I am a fan of what WordPress has done for the online world. I feel like it has enabled a lot of folks to take some control over their web presence, and in some situations even made programmers out of business people who never thought that is what they’d end up doing. Even with all the positive benefits of WordPress, it has had some significant negative side effects which I think warrant us to begin looking beyond the existing ecosystem–something I’m hoping the headless CMS, and static website movement can help fuel. I’m not anti-WordPress, but I think the movement has run its course, and we can do better when it comes to helping folks take control over their web presence, as well as avoid much of the security challenges we experience as a result of WordPress.
If you aren’t familiar with the concept of headless, it is just about doing APIs, but centered around the end deliverable–the application. Headless focuses on decoupling content for use in apps, websites, or any other data-driven projects, allowing content to be created and managed independently from where it’s used. To us API-aware folks this is how All applications should behave, but I feel like the headless CMS concept is an important API gateway for business users who have drunk the WordPress kool-aid, and are looking to do more with their CMS, and break free of some of the challenges of operating exclusively in a WordPress state of mind.

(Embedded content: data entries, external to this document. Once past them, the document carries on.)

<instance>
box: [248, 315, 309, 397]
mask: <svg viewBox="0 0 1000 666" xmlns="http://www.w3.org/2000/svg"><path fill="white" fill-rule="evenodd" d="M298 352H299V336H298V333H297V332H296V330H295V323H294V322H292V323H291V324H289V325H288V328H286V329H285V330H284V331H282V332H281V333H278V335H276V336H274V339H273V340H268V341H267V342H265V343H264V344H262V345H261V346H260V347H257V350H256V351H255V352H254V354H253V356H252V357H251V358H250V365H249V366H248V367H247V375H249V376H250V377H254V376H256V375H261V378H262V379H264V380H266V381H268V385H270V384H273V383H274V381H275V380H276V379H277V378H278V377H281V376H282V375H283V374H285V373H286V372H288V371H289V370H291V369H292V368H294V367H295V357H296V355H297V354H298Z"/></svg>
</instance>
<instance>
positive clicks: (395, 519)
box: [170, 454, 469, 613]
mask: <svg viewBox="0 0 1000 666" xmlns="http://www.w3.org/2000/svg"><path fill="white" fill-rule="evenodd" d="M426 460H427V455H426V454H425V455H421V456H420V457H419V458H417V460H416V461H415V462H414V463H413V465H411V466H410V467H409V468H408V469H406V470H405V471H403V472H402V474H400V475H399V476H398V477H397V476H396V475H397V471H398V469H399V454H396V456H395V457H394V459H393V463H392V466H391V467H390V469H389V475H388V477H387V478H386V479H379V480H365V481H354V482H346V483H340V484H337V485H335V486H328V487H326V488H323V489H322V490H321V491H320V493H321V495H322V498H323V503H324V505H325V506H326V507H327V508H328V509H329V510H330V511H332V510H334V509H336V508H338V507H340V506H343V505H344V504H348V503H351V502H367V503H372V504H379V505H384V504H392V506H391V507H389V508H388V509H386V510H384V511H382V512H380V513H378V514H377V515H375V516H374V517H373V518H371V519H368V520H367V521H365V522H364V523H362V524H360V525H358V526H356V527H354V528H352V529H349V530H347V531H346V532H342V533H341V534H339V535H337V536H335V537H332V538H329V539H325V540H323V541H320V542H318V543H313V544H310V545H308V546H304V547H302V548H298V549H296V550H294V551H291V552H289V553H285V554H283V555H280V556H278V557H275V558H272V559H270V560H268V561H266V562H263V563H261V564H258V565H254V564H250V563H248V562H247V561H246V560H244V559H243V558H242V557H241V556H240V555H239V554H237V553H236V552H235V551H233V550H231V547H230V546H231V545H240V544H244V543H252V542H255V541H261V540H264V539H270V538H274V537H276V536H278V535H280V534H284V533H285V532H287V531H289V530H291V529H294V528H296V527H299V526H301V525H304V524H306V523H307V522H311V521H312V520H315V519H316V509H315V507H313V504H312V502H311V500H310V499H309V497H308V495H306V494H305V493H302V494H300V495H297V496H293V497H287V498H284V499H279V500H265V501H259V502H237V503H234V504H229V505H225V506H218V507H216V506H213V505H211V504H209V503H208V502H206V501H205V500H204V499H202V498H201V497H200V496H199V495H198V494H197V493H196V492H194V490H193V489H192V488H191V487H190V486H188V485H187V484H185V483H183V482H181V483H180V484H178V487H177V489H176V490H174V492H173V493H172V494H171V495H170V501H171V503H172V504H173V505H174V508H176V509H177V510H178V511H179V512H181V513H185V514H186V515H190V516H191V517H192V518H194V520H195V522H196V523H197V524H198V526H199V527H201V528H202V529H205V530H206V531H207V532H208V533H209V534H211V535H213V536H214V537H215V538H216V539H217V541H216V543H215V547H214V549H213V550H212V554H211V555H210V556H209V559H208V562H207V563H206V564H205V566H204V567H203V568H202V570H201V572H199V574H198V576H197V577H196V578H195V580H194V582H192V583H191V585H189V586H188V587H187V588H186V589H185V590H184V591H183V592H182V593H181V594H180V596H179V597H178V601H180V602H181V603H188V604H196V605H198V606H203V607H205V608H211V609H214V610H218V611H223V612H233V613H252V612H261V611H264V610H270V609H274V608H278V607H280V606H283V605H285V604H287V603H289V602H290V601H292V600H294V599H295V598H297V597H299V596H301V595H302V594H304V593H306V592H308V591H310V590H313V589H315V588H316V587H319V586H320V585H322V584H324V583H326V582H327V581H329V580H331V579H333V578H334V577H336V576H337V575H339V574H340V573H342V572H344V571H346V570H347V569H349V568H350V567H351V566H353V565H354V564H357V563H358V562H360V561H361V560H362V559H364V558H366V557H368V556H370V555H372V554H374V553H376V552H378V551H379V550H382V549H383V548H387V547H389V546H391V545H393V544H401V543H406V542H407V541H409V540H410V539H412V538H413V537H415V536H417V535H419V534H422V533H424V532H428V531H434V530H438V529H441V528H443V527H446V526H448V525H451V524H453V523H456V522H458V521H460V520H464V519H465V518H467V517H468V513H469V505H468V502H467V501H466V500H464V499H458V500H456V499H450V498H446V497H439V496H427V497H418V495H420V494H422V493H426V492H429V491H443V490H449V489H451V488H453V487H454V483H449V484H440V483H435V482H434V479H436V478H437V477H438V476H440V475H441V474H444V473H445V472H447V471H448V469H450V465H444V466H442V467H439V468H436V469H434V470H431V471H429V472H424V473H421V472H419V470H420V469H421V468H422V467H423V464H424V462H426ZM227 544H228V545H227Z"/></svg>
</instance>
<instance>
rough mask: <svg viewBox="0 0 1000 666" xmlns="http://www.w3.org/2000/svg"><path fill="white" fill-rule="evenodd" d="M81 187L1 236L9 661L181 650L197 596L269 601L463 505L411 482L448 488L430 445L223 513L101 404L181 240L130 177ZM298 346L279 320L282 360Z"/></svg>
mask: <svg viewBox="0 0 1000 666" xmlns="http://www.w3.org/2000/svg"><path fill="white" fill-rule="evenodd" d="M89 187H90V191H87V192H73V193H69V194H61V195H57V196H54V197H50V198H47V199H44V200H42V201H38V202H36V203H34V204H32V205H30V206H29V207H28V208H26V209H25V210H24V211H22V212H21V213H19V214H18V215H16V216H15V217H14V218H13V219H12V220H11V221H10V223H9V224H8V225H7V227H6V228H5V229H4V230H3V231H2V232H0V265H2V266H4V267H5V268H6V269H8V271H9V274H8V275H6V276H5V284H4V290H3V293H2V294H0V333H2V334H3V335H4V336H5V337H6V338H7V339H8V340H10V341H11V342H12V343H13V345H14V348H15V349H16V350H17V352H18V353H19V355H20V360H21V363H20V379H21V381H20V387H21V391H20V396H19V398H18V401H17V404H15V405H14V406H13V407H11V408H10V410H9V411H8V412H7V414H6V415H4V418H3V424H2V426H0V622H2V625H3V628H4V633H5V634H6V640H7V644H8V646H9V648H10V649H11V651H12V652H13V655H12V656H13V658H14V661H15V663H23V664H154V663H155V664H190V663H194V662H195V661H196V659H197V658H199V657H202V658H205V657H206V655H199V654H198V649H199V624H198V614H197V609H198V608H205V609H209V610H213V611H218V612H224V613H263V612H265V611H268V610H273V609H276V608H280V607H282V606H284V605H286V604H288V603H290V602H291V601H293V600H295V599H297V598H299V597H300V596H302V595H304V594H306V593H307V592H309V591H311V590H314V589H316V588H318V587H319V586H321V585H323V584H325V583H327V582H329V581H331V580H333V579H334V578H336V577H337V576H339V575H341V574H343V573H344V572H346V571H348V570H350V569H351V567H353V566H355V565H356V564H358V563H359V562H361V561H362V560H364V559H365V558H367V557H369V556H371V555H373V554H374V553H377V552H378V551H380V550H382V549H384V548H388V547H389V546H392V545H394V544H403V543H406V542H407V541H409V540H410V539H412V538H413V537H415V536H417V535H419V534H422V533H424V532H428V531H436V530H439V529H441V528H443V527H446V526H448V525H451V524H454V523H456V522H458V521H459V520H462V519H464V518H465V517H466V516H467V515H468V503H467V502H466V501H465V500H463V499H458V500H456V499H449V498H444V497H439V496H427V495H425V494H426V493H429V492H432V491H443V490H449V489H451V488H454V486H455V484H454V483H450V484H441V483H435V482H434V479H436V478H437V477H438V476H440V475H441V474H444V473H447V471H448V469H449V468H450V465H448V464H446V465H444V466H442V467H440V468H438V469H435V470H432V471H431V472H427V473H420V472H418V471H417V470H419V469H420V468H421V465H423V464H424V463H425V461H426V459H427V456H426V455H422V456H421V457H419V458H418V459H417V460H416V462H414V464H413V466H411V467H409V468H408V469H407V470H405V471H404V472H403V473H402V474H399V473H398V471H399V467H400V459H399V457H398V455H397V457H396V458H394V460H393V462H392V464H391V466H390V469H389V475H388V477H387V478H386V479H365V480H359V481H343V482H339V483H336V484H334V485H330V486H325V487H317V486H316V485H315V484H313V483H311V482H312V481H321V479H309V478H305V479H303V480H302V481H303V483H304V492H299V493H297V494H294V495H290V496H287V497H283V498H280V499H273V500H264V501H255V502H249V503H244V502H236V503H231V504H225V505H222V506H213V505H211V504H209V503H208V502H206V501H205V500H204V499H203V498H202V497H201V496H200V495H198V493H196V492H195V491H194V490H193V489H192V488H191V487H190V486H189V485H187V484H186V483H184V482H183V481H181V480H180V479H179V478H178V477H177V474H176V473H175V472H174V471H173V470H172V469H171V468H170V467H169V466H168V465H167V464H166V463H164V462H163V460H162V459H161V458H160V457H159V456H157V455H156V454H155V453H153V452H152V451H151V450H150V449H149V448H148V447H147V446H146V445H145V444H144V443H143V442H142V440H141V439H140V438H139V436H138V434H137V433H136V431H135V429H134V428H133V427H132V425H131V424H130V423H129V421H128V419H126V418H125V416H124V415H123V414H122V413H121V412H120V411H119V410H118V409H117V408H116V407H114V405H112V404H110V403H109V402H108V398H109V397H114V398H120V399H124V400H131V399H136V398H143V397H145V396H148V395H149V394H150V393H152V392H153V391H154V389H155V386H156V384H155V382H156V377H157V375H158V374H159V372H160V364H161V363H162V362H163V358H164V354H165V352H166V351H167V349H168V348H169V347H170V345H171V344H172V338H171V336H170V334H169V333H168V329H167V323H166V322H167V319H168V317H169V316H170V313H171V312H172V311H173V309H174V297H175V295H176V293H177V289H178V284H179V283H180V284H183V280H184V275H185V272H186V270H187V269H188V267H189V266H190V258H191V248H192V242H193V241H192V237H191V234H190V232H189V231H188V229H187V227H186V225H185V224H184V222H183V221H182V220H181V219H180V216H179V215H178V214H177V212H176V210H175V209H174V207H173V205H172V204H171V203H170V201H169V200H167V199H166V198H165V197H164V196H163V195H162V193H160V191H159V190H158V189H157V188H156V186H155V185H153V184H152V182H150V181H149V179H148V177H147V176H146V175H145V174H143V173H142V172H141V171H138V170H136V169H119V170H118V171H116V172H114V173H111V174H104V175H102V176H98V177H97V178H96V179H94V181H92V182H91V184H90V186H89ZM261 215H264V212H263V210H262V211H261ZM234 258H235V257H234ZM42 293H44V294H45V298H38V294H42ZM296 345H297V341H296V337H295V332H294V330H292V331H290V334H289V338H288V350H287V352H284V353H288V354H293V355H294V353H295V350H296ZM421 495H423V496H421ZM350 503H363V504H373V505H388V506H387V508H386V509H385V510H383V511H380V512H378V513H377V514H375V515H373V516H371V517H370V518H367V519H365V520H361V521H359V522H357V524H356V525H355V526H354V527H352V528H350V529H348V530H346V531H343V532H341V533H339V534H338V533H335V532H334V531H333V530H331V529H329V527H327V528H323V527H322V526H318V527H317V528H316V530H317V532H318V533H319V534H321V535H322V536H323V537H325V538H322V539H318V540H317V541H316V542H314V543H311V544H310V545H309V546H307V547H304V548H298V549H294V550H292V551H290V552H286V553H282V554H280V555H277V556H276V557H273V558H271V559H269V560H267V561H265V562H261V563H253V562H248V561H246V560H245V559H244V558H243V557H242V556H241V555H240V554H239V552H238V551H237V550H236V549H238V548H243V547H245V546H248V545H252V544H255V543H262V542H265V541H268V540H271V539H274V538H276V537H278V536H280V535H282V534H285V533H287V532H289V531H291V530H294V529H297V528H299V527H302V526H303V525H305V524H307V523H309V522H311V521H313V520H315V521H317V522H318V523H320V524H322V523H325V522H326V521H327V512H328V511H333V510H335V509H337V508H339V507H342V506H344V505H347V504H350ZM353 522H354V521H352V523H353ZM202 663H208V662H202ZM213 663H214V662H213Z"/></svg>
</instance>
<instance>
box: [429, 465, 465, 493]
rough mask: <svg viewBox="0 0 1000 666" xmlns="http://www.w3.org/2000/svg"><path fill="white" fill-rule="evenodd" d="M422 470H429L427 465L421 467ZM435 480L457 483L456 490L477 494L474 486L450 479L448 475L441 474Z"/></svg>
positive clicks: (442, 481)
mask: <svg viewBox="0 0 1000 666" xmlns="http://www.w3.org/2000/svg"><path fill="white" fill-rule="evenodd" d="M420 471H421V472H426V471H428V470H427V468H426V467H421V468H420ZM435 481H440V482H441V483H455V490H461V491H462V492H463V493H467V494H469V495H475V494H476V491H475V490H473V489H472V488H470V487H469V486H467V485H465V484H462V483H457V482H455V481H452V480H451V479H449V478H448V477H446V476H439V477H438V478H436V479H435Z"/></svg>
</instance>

The most damaging aspect of WordPress I have felt is its emphasis on the blog. Everything is centered around the blog with WordPress installs, which isn’t the reason many folks should be doing a website in the first place, but because of their platform, they feel compelled to. Headless CMS can be about managing ANY content, and crafting an API backend, that can deliver exactly the content you need in any website, web or mobile backend, bypassing the concept of the blog entirely. Which may not seem like much, but I’ve seen the blog become a pretty big obstacle for some individuals and companies looking to get a handle on their digital content.
The second most challenging aspect of operating WordPress is security. Managing a dynamically driven CMS that is so ubiquitous, and ultimately a huge target by bad actors is daunting for any seasoned IT people, but can be damaging for any unaware individual just trying to manage their website. I stopped running API Evangelist on WordPress because I couldn’t keep up with the security concerns, and operating my public presence as a series of statically published websites has done wonders to the security of my platform. I just do not feel that WordPress is sustainable as a CMS for individuals and companies who do not have the resources to properly manage and secure. There are many flavors of headless CMS, I’m looking to push the more static flavor I've been seeing on the landscape.
I’m hopeful that the concept of headless coupled with a static CMS can be a proper gateway for individuals, companies, organizations, institutions, and government agencies who want to get a handle on a specific layer of managing their data and content, to learn about APIs. I find that most people aren’t interested in learning about APIs, they are interested in delivering API-driven solutions. Once they get a taste of this, they want to learn more. I feel like the WordPress API is going to be a complicated introduction to the world of APIs for many, but a simple, static, website implementation with a robust API backend provides a much more approachable view of what APIs can do. I’m going to keep an eye on everything headless, and keep scratching out stories to tell my audience about what they can do. I feel like they are key to helping us evolve beyond the Web 2.0 world WordPress set into motion, and begins to give us more control over our backends using APIs, but in a way that helps us manage many different front-end applications, with CMS being the first stop for many individuals.